Media Exposure in Preschoolers
Preschoolers are also advised to consume media in moderation. The health and cognitive development these of preschoolers is enhanced when they engage in free play and physical activity. According to current research, the collection of prefrontal skills in the brain, known as the executive function, can be negatively affected when young children are exposed to early screen viewing. The executive function includes goal-directed behaviour (including attention, working memory, inhibitory control, problem solving, self-regulation and delay of gratification) and is central to positive social interactions and cognitive functioning, all critical for success in school.
These consequences are thought to be a result of dopamine release within the striatum of the brain, which has been studied in young adults when playing video games. With dopamine being a key component in the reward system, it is worrisome that screens have the potential to re-arrange the circuitry of the brain’s neurons and therefore encourage poor decision-making and risky behaviour.
Benefits of Media
The preponderance of media in our society is unavoidable and not exclusively negative. The impact of television watching on learning by young children is directly dependent upon the quality of the program. Vocabulary rates can grow the most if watching interactive programs where the characters talk directly to the child viewer to actively elicit their participation. Researchers attribute this to expressive language encouragement. Programs with strong storybook-like structures with continuous narratives also are beneficial for language development in preschoolers. Repetition and high song volume also can help with language development in toddlers.

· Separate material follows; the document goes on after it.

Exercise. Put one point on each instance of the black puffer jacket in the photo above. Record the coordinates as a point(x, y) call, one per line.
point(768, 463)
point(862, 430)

Parents appear to be the greatest mediator of both the time spent engaging with screen-based activities in children, as well as its impact on development. Both parental modeling (i.e. time spent by a parent in front of a screen) and parental regulation of quantity and location of “screen time” seem to influence time spent by youth. Awareness by parents of the content of the media consumed may also have a favourable impact on the effects on their child. Actively co-viewing media with a young child is recommended, followed by a discussion of what was watched to help integrate the learning is ideal, rather than using the media passively as a babysitter.
Simple strategies may effectively reduce the amount of time youth spend engaged with electronic media, such as eating meals as a family, encouraging physical activity (also impacted by parental modeling), reducing the number of televisions in the home and completely removing devices from children’s rooms. With appropriate modeling and firm daily rhythms, children can learn to appreciate the importance of real interactions and relationships while being “unplugged” from media, while benefitting from opportunities that they offer.